The combination of a post-lockdown surge in demand for homes in mid-May and the stamp duty holiday introduced just over a month later helped boost property transactions last year, with the volume of sales agreed in 2020 surpassing the level reached in 2019, fresh figures show.
According to TwentyEA, a member of the TwentyCi group, the cumulative volume of sales agreed in 2020 year to date is larger than it was at this point in 2019.
The data from TwentyEA, which supplies business intelligence and prospecting data to estate agents, also shows that the volumes of new instructions in 2020 year to date is 92% of the 2019 like for like number, although the number of exchanges in 2020 are currently lagging behind 2019 by 25% like for like, although ‘big future rises’ are anticipated.
The above chart represents several insights in the same graphic and so is worthwhile taking the time to digest it.
The blue and orange lines show the cumulative volume of sales agreed and suggest that in the first 13 weeks of 2020 (prior to lockdown on 23rd March) sales agreed was just starting to show an increased volume in 2020 compared with the prior year – this was widely referred to as “the Boris bounce”. But in lockdown, the volume of sales agreed were unsurprisingly very low, which is why the orange line is flatter.
In week 20 (13th May) the English housing market re-opened for business and shortly after this time, we see the orange line rise substantially to eventually cross the blue line 2019 in the current week (week 40). Today there have been 967,000 of sales agreed in 2020 compared with 956,000 to the same date in 2019.
To help us understand where the demand increase was generated, TwentyEA has charted the weekly sales agreed volumes with grey bars on a secondary axis. This suggests that growth in sales agreed numbers really starts as soon as the English housing market reopens.
When the stamp duty holiday was announced (8th July), it is clear to see that the effect of the stamp duty holiday on the increase in the volume of sales agreed is marginal when compared to the growth post lockdown.
This would suggest that the stamp duty holiday did not make a massive difference to the volume of sales agreed on a weekly basis – certainly not enough to show clearly in the overall numbers.

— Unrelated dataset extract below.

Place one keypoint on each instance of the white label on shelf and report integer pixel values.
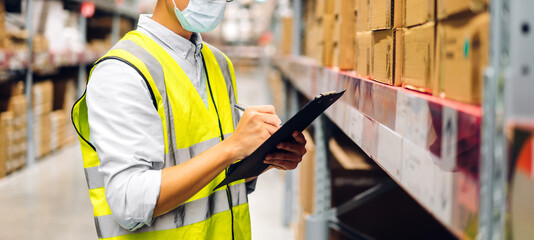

But what the graph does not show is what the market would have looked like had the stamp duty holiday never been announced.

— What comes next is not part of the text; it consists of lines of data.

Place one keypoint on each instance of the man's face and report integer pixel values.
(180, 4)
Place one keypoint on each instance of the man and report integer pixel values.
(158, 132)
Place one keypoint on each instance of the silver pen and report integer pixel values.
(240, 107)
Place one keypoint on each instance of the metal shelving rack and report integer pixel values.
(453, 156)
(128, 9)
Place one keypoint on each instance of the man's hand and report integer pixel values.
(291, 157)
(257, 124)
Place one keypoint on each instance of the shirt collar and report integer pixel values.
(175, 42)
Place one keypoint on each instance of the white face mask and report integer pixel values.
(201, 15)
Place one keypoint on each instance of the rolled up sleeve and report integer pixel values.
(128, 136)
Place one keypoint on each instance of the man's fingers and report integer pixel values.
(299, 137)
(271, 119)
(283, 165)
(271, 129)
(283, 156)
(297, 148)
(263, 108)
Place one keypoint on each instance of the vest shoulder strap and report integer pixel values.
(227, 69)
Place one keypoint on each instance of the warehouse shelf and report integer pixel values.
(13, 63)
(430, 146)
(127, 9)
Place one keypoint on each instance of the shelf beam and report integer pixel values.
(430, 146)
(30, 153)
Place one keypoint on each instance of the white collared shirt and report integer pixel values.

Anecdotal evidence suggests that the stamp duty holiday is maintaining the volume of sales agreed at the level they rose to post the announcement of the holiday at least to a degree.
It is not yet clear when the high volumes of sales agreed are going to end.
The report from TwentyEA states: “In usual times, we would expect sales agreed will revert to “normal” demand levels when buyers believe that they cannot complete on a property purchase prior to the end of the stamp duty holiday on 31st March 2021.
“It appears this realisation may dawn on many purchasers about the same time as the furlough scheme ends. Could this be a double blow to consumer confidence in early November?
“In normal times it would seem that this points to the potential for a rapid reduction in Sales Agreed before Christmas but, as we aren’t the first to say, these are far from usual times and the reactions of government has the potential to completely transform the landscape.”
When it comes to the volume of new instructions and exchanges, the comparison from weeks 1 to 40 (year to date) between 2020 and 2019 is shown in the following chart for both metrics.
TwentyEA report states: “With respect to new instructions first, 2020 continues to lag behind 2019 but it is getting close and we would expect 2020 to have more new instructions triggers than 2019 by the end of the year. Presently, 2020 is 92% of 2019.
“With respect to exchanges, 2020 has only currently seen 75% of the exchanges seen in 2019 year to date. But this is the trigger we need to look out for as moving forward it will start to rise rapidly as these sales were agreed just after the reopening of the English market. Essentially there is a simple lag effect on exchanges. If sales agreed volumes rise, all other things being equal, c16 weeks later, Exchange volumes will rise.”